Au niveau de l'organisation et du fonctionnement du système judiciaire

- Clarifier par voie de circulaire du Ministère de la Justice des questions telles les mesures de rétention et de garde à vue, l'application de la procédure d'urgence dans les cas de flagrants délits devant les tribunaux correctionnels, le recours à la détention préventive, l'abolition de la prison pour motif de dette, etc.

- Poursuivre la pratique des opérations pilote dans les prisons sur l'état des dossiers individuels des personnes détenues afin de veiller à l'application des garanties judiciaires;

- Planifier de façon systématique les assises criminelles au plan national;

- Assurer une meilleure concertation entre les autorités judiciaires elles-mêmes et de ces dernières avec l'APENA et la PNH.

Droits de la défense, assistance judiciaire et accès à la justice.

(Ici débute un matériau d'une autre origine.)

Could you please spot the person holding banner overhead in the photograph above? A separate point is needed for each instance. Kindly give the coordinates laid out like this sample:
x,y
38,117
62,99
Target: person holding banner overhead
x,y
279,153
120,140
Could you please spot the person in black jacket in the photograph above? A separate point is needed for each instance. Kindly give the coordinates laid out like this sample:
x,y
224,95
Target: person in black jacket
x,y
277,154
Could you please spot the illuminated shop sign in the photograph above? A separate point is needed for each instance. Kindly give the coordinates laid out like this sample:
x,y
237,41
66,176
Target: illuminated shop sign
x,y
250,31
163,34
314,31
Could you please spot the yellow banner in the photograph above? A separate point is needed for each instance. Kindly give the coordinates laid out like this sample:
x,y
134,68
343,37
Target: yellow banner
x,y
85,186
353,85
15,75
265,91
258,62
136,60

- Accorder une plus grande place à l'avocat de la défense dans la procédure pénale, notamment lors de la phase d'instruction;

- Encourager un projet de loi portant création d'un système d'assistance judiciaire public aux plus démunis;

- Renforcer l'utilisation de la langue créole dans les tribunaux;

- Mettre sur pied un programme de sensibilisation et d'éducation au fonctionnement de la justice.

Formation et recyclage du personnel judiciaire

- Encourager et renforcer les efforts déployés par les autorités haïtiennes, avec l'aide de la communauté internationale, pour assurer la formation des magistrats à l' Ecole de la Magistrature;

- Etendre les activités de formation de l'Ecole de la Magistrature aux greffiers et à l'ensemble du personnel judiciaire.

Situation des mineurs

- A court terme, veiller à ce que les mineurs détenus ne partagent pas les mêmes cellules que les adultes;

- Créer, à plus long terme, un système opérationnel de justice des mineurs.

Aide aux victime d'actes criminels

- Mettre en place un système d'aide aux victimes d'actes criminels, fournissant un soutien financier, psychologique et juridique susceptible de pallier aux actes de vengeance et de diminuer le niveau de violence dans la société.

Enfin, le rapport souligne l'importance de maintenir et d'accroître l'aide matérielle accordée au système judiciaire sous toutes ses formes (documentation, équipement, fournitures, infrastructure, communication, etc.) et de porter une attention spécifique au problème de la rémunération du personnel judiciaire.